Reddit has filed a lawsuit against Anthropic, the artificial intelligence company known for developing the Claude chatbot, accusing the firm of improperly harvesting Reddit’s user-generated content to train its AI models. The complaint, submitted to the San Francisco Superior Court on Wednesday, claims Anthropic accessed Reddit more than 100,000 times since July 2024 through automated bots—despite allegedly telling Reddit it had stopped doing so.
The legal challenge marks a significant escalation in tensions between platforms that host human-created content and AI developers increasingly reliant on that data to power their technologies.
Public Promises, Private Violations?
In its court filing, Reddit portrays Anthropic as a company that outwardly claims to follow ethical practices while privately disregarding those commitments. The lawsuit describes the AI firm as a “late-blooming” player in the industry that has marketed itself as a responsible alternative to bigger AI competitors—while allegedly violating digital boundaries behind the scenes.
“This case is about the two faces of Anthropic,” the lawsuit states. “The public face that claims to respect boundaries and the law, and the private face that ignores any rules that interfere with its efforts to profit.”
As of now, Anthropic has not publicly responded to the accusations.
Reddit Claims Billion-Dollar Impact
Reddit argues that its data—millions of conversations and comments collected over nearly two decades—is uniquely valuable in today’s AI-driven world. In a statement to The Verge, Reddit’s Chief Legal Officer Ben Lee said that the content allegedly misused by Anthropic could be worth billions.
“Reddit’s humanity is uniquely valuable in a world flattened by AI,” Lee said. “People are increasingly seeking real, authentic conversations—something Reddit has been cultivating for 20 years across virtually every topic imaginable.”

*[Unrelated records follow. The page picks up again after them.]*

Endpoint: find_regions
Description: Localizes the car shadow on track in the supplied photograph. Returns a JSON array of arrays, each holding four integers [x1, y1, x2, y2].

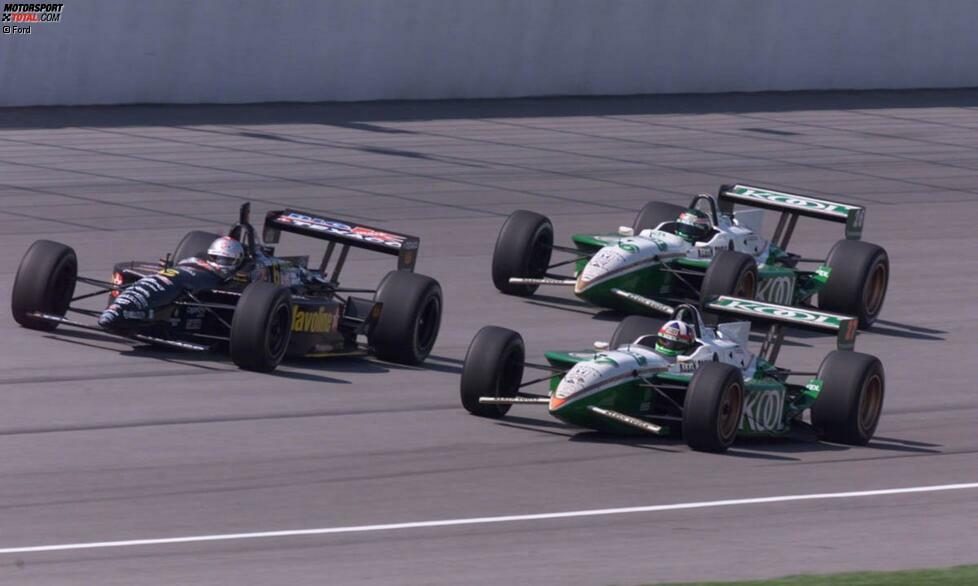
[[489, 416, 942, 460]]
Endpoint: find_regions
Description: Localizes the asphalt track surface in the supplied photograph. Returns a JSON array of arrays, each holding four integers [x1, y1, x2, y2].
[[1, 90, 977, 585]]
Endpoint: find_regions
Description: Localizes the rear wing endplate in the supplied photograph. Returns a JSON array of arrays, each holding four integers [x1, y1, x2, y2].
[[705, 296, 858, 351], [263, 210, 420, 271], [718, 184, 865, 241]]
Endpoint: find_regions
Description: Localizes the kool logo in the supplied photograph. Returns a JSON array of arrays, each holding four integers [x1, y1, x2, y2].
[[618, 243, 639, 253], [757, 275, 794, 305], [721, 298, 838, 326], [742, 389, 784, 432], [732, 187, 856, 216], [292, 306, 333, 333]]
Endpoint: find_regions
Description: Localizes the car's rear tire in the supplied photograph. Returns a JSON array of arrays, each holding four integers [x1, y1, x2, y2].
[[11, 240, 78, 331], [369, 271, 443, 365], [811, 350, 885, 445], [460, 326, 525, 418], [610, 315, 666, 349], [491, 210, 553, 296], [633, 201, 686, 233], [230, 281, 292, 372], [683, 362, 744, 453], [174, 230, 222, 263], [700, 250, 758, 305], [818, 240, 889, 329]]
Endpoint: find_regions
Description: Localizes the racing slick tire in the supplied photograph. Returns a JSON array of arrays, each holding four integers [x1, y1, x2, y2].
[[700, 250, 758, 305], [370, 270, 442, 365], [11, 240, 78, 331], [491, 210, 553, 297], [632, 201, 686, 233], [460, 326, 525, 418], [683, 362, 745, 453], [610, 315, 666, 349], [230, 281, 293, 372], [173, 230, 222, 264], [818, 240, 889, 329], [811, 350, 885, 445]]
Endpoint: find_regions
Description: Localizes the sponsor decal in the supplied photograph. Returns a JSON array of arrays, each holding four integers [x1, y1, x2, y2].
[[618, 242, 639, 254], [291, 306, 335, 333], [756, 275, 795, 305], [2, 2, 63, 35], [728, 186, 859, 218], [742, 389, 785, 432], [678, 360, 703, 373], [594, 354, 619, 367], [815, 265, 832, 282], [714, 297, 842, 328], [278, 213, 407, 249], [696, 246, 714, 258]]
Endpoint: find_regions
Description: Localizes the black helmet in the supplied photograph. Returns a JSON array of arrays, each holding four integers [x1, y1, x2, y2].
[[676, 208, 711, 242]]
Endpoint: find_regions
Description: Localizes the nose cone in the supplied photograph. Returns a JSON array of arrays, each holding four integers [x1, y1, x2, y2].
[[575, 246, 633, 293], [549, 362, 603, 412], [98, 305, 122, 330]]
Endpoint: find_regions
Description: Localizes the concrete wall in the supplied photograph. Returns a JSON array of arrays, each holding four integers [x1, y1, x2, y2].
[[2, 0, 977, 107]]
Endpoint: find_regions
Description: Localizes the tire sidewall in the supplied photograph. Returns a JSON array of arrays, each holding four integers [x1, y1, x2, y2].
[[460, 326, 525, 418], [11, 240, 78, 330]]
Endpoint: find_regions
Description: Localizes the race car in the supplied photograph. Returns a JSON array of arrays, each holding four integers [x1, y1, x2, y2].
[[11, 204, 442, 372], [460, 296, 884, 453], [491, 184, 889, 328]]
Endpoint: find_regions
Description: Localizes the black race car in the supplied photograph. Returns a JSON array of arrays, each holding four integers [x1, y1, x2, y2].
[[11, 204, 443, 372]]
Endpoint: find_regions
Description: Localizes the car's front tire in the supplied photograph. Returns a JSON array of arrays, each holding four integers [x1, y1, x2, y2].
[[609, 315, 666, 349], [700, 250, 758, 305], [11, 240, 78, 331], [811, 350, 885, 445], [460, 326, 525, 418], [632, 201, 686, 233], [173, 230, 222, 264], [491, 210, 553, 296], [230, 281, 293, 372], [683, 362, 744, 453], [369, 271, 442, 365]]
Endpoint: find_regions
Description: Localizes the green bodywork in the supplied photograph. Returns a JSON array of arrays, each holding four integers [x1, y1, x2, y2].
[[569, 234, 830, 316], [544, 350, 820, 437]]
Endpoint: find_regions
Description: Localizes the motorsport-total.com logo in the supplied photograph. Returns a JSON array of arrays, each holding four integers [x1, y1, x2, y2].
[[2, 3, 64, 35]]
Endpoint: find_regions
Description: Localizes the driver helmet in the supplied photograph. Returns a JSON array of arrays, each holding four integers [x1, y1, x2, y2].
[[205, 236, 245, 274], [675, 207, 711, 242], [655, 319, 695, 357]]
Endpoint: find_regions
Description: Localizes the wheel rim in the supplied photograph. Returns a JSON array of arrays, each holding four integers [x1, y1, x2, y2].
[[736, 270, 757, 299], [858, 373, 883, 435], [717, 382, 743, 444], [863, 261, 887, 318], [527, 225, 553, 277], [414, 296, 441, 355], [266, 302, 291, 360]]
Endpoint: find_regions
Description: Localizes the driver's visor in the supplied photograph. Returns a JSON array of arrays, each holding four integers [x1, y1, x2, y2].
[[657, 335, 690, 351], [207, 254, 238, 267]]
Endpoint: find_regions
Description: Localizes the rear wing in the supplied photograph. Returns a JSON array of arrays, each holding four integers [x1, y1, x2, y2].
[[717, 184, 865, 242], [705, 296, 858, 351], [263, 210, 419, 271]]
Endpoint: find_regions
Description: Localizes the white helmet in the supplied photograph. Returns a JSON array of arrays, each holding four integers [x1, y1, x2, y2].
[[206, 236, 244, 273]]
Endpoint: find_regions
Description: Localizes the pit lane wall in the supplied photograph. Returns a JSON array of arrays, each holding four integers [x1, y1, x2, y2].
[[2, 0, 977, 107]]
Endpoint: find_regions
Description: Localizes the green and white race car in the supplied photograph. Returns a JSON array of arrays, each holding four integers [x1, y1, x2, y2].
[[460, 297, 883, 453], [491, 184, 889, 328]]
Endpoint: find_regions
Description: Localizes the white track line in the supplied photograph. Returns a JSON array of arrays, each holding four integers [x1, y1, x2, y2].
[[2, 482, 976, 555]]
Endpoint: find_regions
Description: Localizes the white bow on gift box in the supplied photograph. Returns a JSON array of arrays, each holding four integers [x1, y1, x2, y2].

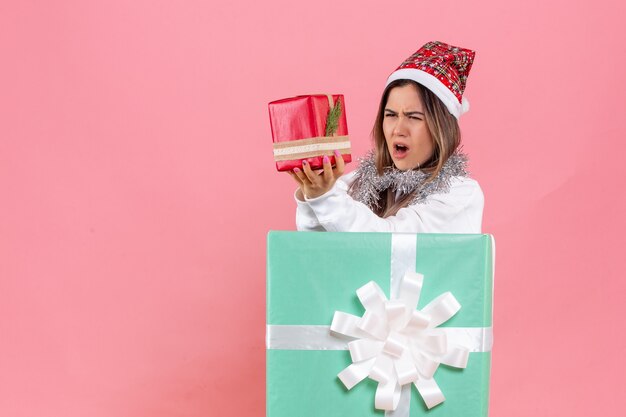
[[331, 270, 470, 411]]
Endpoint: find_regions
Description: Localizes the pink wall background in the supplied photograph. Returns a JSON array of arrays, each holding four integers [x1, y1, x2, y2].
[[1, 1, 625, 416]]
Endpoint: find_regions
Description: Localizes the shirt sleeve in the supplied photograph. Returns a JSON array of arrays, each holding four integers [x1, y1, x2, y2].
[[294, 191, 325, 231], [303, 175, 484, 233], [293, 171, 358, 232]]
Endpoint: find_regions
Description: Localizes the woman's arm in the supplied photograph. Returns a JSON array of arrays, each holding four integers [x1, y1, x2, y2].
[[304, 176, 484, 233], [293, 172, 358, 231], [288, 151, 347, 232], [288, 153, 483, 233]]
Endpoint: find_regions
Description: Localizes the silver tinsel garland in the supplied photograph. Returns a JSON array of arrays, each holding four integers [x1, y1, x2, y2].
[[350, 150, 469, 210]]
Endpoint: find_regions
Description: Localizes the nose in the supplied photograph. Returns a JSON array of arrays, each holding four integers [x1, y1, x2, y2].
[[392, 115, 408, 136]]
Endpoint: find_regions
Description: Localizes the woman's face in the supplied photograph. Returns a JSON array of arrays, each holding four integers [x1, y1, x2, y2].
[[382, 84, 434, 171]]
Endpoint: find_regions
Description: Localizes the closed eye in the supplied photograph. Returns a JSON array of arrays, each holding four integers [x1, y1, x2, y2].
[[384, 110, 422, 120], [405, 111, 424, 120]]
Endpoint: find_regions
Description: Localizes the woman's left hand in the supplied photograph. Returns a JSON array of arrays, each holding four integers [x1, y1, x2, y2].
[[289, 151, 345, 199]]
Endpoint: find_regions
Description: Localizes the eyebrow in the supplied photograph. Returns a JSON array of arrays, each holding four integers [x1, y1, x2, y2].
[[384, 109, 425, 116]]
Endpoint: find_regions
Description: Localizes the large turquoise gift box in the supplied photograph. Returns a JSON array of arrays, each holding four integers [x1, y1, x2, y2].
[[266, 231, 495, 417]]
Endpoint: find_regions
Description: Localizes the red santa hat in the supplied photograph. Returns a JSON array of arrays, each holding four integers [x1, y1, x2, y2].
[[385, 41, 476, 119]]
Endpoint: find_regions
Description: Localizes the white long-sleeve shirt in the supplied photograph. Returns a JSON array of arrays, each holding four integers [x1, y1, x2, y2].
[[295, 171, 484, 233]]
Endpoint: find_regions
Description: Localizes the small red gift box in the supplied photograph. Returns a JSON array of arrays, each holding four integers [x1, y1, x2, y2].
[[268, 94, 351, 171]]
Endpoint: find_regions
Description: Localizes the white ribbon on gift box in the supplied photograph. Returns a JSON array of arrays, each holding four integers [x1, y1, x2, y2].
[[266, 234, 494, 417]]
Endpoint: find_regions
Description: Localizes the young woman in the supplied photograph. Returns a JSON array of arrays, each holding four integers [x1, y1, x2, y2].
[[289, 41, 483, 233]]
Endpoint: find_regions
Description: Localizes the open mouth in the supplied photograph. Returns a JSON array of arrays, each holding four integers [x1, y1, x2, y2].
[[394, 143, 409, 156]]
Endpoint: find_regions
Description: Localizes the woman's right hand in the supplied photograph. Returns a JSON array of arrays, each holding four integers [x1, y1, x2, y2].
[[288, 151, 345, 200]]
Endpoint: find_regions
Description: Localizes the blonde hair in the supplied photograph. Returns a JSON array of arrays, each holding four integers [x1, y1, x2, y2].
[[350, 79, 461, 217]]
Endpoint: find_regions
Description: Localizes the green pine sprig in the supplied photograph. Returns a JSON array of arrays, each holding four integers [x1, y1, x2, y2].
[[324, 98, 342, 136]]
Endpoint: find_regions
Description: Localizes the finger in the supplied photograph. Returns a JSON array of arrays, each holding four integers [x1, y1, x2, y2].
[[301, 160, 319, 184], [332, 150, 346, 177], [293, 167, 309, 184], [322, 155, 332, 182], [288, 170, 303, 186]]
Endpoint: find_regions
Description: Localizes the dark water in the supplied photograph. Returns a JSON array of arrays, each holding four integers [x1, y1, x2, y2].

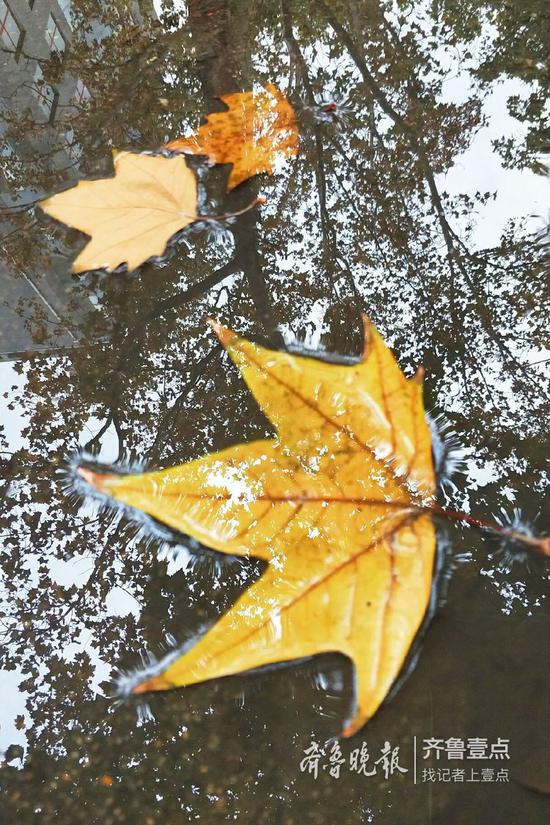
[[1, 0, 549, 822]]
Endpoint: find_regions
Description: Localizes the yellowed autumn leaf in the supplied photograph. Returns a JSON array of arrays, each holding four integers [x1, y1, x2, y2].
[[39, 151, 197, 273], [80, 317, 436, 736], [166, 84, 299, 190]]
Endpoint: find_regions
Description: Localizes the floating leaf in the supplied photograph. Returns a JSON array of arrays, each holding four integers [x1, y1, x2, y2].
[[166, 84, 299, 191], [40, 151, 197, 273], [80, 317, 436, 736]]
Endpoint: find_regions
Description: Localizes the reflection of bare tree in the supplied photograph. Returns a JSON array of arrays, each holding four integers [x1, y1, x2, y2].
[[282, 0, 360, 305], [288, 0, 546, 405]]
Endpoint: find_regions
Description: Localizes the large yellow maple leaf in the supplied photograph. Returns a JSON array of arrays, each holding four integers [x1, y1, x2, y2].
[[166, 84, 299, 191], [80, 317, 436, 736], [40, 151, 197, 273]]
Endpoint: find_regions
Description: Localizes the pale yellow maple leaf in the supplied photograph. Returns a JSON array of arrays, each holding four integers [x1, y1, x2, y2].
[[40, 151, 197, 273]]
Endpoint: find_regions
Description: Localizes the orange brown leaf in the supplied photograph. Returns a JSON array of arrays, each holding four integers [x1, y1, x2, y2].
[[166, 84, 299, 191], [81, 318, 436, 737]]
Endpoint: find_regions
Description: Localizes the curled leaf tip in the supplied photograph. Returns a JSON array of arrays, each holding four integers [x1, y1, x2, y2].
[[534, 535, 550, 556], [412, 365, 425, 384], [342, 715, 365, 739], [207, 317, 236, 347], [132, 676, 170, 695], [361, 314, 373, 359], [78, 466, 113, 492]]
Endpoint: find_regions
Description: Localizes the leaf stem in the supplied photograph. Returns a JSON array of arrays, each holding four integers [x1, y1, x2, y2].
[[426, 503, 550, 556], [195, 195, 266, 223]]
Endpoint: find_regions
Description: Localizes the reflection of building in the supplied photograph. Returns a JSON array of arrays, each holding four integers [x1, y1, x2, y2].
[[0, 1, 152, 359], [0, 1, 86, 358], [0, 0, 77, 129]]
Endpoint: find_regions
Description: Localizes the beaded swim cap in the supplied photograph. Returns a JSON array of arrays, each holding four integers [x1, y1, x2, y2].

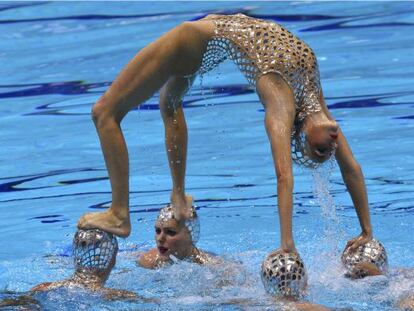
[[291, 131, 319, 168], [341, 239, 388, 278], [73, 229, 118, 271], [261, 251, 308, 297], [291, 130, 336, 168], [157, 205, 200, 244]]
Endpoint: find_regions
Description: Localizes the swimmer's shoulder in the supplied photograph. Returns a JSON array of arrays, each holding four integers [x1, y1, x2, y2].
[[30, 280, 68, 292], [193, 249, 222, 265], [137, 248, 158, 269]]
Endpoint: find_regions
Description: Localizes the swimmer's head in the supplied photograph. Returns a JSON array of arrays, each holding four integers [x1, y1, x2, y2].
[[155, 205, 199, 260], [341, 239, 388, 279], [293, 112, 339, 167], [261, 250, 308, 299], [73, 229, 118, 282]]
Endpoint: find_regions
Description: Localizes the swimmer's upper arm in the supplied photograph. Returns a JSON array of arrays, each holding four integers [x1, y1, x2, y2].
[[257, 74, 296, 178], [137, 248, 158, 269], [30, 281, 64, 292]]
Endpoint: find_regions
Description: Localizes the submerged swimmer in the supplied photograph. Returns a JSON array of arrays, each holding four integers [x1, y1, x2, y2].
[[345, 265, 414, 311], [138, 205, 217, 268], [0, 229, 140, 309], [30, 229, 134, 298], [259, 249, 351, 310], [398, 293, 414, 311], [341, 241, 413, 311], [341, 239, 388, 279], [78, 13, 375, 257]]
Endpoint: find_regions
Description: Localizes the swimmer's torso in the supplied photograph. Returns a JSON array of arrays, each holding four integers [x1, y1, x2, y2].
[[198, 13, 322, 121]]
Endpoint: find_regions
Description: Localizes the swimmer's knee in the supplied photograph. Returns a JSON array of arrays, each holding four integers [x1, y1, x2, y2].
[[176, 21, 194, 34], [159, 99, 179, 120], [91, 97, 123, 128], [159, 81, 186, 120]]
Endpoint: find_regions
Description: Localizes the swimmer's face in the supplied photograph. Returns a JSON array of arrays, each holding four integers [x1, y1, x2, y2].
[[304, 120, 339, 163], [155, 218, 192, 260]]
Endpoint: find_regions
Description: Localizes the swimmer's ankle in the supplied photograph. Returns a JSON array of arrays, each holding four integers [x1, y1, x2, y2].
[[108, 204, 130, 220], [170, 191, 188, 207], [280, 240, 297, 253]]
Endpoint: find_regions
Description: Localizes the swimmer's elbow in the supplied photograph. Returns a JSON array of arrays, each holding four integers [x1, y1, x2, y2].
[[276, 172, 293, 189], [341, 160, 363, 179]]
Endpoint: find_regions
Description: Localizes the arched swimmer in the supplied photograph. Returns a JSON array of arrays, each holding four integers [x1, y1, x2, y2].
[[77, 13, 375, 262]]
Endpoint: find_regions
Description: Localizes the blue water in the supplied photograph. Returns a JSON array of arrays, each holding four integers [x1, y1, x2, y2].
[[1, 1, 414, 310]]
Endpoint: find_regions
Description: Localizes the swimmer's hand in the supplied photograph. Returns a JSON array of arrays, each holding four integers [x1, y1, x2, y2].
[[344, 231, 373, 252], [170, 194, 194, 220]]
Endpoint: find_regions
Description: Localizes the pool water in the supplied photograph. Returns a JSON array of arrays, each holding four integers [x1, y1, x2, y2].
[[1, 1, 414, 310]]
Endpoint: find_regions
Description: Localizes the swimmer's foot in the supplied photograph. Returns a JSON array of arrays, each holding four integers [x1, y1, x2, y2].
[[170, 194, 194, 220], [77, 208, 131, 238]]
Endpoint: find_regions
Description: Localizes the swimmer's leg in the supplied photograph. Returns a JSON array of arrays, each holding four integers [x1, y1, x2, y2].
[[78, 22, 209, 237], [159, 76, 195, 215]]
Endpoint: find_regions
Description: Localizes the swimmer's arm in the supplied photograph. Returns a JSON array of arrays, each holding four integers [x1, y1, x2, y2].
[[137, 248, 158, 269], [0, 294, 40, 308], [257, 75, 296, 252], [335, 128, 372, 236], [319, 94, 373, 247], [30, 280, 67, 292]]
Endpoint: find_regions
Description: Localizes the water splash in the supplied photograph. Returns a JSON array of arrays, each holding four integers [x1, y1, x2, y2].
[[311, 157, 344, 257]]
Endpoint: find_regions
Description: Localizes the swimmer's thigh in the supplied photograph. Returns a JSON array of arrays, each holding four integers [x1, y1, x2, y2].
[[99, 23, 202, 121]]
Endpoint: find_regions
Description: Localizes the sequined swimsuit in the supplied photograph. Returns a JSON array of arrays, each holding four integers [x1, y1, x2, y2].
[[199, 14, 323, 166], [199, 13, 322, 123]]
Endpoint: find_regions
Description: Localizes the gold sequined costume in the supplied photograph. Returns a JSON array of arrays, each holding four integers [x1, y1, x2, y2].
[[199, 14, 323, 166]]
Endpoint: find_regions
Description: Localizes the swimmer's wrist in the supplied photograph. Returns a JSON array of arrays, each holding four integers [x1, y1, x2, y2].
[[361, 228, 373, 236], [361, 226, 372, 235]]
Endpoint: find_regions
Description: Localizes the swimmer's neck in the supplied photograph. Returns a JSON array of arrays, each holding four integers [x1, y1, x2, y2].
[[72, 270, 106, 289]]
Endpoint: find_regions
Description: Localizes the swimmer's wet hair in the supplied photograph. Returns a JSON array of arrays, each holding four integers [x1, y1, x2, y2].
[[157, 205, 200, 244], [73, 229, 118, 271]]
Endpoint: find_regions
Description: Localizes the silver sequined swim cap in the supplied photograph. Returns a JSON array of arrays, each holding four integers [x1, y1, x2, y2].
[[341, 239, 388, 277], [73, 229, 118, 271], [157, 205, 200, 244], [291, 131, 319, 168], [261, 251, 308, 297]]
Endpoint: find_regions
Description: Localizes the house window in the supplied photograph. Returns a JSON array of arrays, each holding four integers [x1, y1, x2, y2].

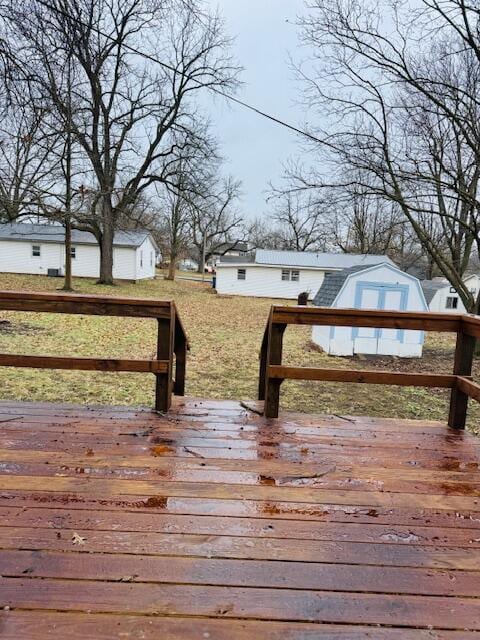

According to Lee, Reddit’s archives of nuanced, human-generated discourse are particularly important for building large language models (LLMs) like Claude, which depend heavily on high-quality training data.
A Strategic Shift Toward Licensing
Reddit’s lawsuit comes as the company actively seeks to monetize its data through legitimate licensing deals. In February 2024, Reddit signed a reported $60 million-per-year agreement with Google, granting the tech giant access to Reddit content for AI training. That move highlighted a broader shift in Reddit’s business strategy: transforming its vast community-generated data into a premium, licensed asset.
By suing Anthropic, Reddit appears determined to protect the commercial value of its platform and set clear limits on how its data can be used by third parties, especially AI companies that might try to sidestep licensing arrangements.
A Pattern of Legal Trouble for Anthropic
This isn’t the first time Anthropic has faced legal challenges over how it gathers and uses copyrighted materials. In August 2023, three authors filed a class-action lawsuit against the company in federal court, alleging that Anthropic used their copyrighted books without permission to train Claude. That lawsuit argued the company had built a multibillion-dollar operation by improperly sourcing content.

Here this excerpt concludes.